Tired.
So tired...
Not sure what's going on with me, but I haven't slept well at all lately, even by my standards. I had been doing a little better, but with all the crap stressing me out at work, not to mention all of the other things my mind tends to overflow with, getting to the point where I'm ready to relax has been just short of impossible lately.
One thing that sucks is that it doesn't look like I'll be able to take a proper vacation this year at all. Between the lack of money, a car that barely runs (see lack of money) and incompatible schedules (sure don't feel like going anywhere alone), I've all but scrapped plans to try to get down to the beach. It's not going to happen. The problem is that I currently have 130 hours of PLT time (vacation, personal leave, call it what you will) and I can only carry 40 of those over past the end of September. Any unused hours past that amount get thrown into the lawyer-inspired 'Emergency Family Leave,' which you can only ever use if you or an immediate family member are ill or dead, and then only after your PLT time is completely depleted. Somewhere in hell I'm sure there's a lawyer being eternally tormented for coming up with that way of stealing time from the overworked.

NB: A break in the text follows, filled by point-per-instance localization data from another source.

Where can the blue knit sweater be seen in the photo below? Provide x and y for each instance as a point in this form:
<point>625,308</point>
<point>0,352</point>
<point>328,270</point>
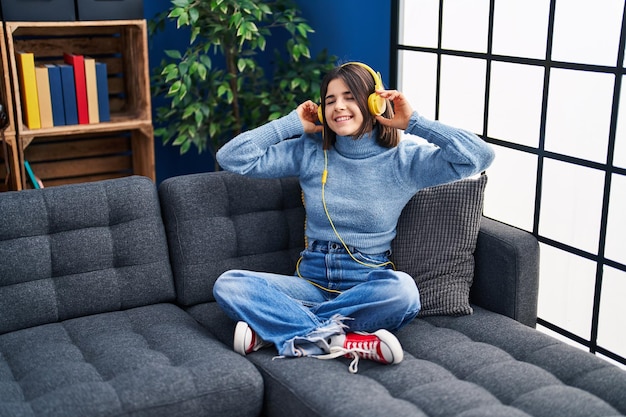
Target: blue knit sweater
<point>367,185</point>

I'm taking next week off, just to lay around at home, but that doesn't sound like it will give me much needed release, mentally or physically. At best at least I'll catch up on some sleep. I wish I was going somewhere, spending time with certain people, etc. but that's just possible right now. What I really wish is that I'd get some time to disconnect and decompress from the day to day, home included, because right now, I'm tired of being either angry or numb. All I can really do is plan for next year at this point though. Hopefully a little bit of foresight will prevent a repeat.